I think some of the cheaper hardware does poorly with signal conditions that don't trouble better adapters. Between the hardware and/or the firmware and/or the driver, some devices handle edge/fringe conditions better than others, and this may be just as important as (for instance) transmit power. In other words, you can't ignore the chipset.

The older chipsets may have "issues" related to security, so I'm not sure if it's a good idea to use older stuff.  The old Netgear MA101 uses an Amtel chipset but is from early 2000s (probably would force an out-of-date protocol).  Zydas dates from 2006 (kinda old), Atheros has been manufactured up to the present, and also RALink up to the present. I'm certainly no WiFi device security expert. All my FreeBSD access points have RALink 5370 based dongles which I'm very happy with - but I'll need to open one of the ap enclosures to find the brand/model (or ssh into one of them).


----------



## shepper (Jan 4, 2018)

Although the OP wanted Vendor ID, you can still have a problem because Vendors have been known to change chipsets.  Realtek chipsets suffer the additional challenge by having subtle variations: rtl8188us vs rtl8188cus.

Ralink, prior to being bought out by MediaTek, provided chipset specs to FreeBSD/Damien Bergamini.  Ralink chipsets have reliable, native drivers in FreeBSD.

I recently purchased a usb nano adapter off Ebay by using using the search terms "rt5370 + usb".  The EDUP EP-N8531 runs as advertised on OpenBSD (Driver imported from FreeBSD).  I paid more to avoid shipping from the Far East - only about 50% of my China purchases arrive in the States.


----------



## Phishfry (Jan 5, 2018)

I bought my ALFA off ebay too. They use RALink RT3xxx. So not the greatest chipset(have had firmware issues in the past with rt3070),
But it worked the best for me out of all my usb experimenting with adapter for Arm hostapd support.

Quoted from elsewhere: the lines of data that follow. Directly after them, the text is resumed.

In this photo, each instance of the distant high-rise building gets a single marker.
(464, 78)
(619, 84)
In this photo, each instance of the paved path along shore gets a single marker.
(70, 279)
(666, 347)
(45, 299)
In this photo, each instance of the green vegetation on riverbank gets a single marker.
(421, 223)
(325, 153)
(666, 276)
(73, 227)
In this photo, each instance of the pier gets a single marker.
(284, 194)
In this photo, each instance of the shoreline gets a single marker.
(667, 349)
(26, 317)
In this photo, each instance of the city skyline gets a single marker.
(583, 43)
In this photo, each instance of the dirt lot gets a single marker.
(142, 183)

https://www.alfa.com.tw/products_show.php?pc=67&ps=230

There is a cheaper model with only 802.11ng.


----------



## diizzy (Jan 10, 2018)

Unless you're dead set on using a USB solution, I would highly recommend you to get a wireless bridge instead. They're much more reliable and will save you quite a bit of time in general.
TP-Link TL-WA850/860 (v2 or older) are decent ones, the newest V4 uses Mediatek chipset that may/may not perform as good, keep in mind that all are 2.4GHz only. Doesn't specifically need to be the models I've mentioned but it'll give you an idea. You can also pretty much turn any networking device that OpenWrt supports into a wireless bridge but it can be a bit of work if you're not used to Linux.


----------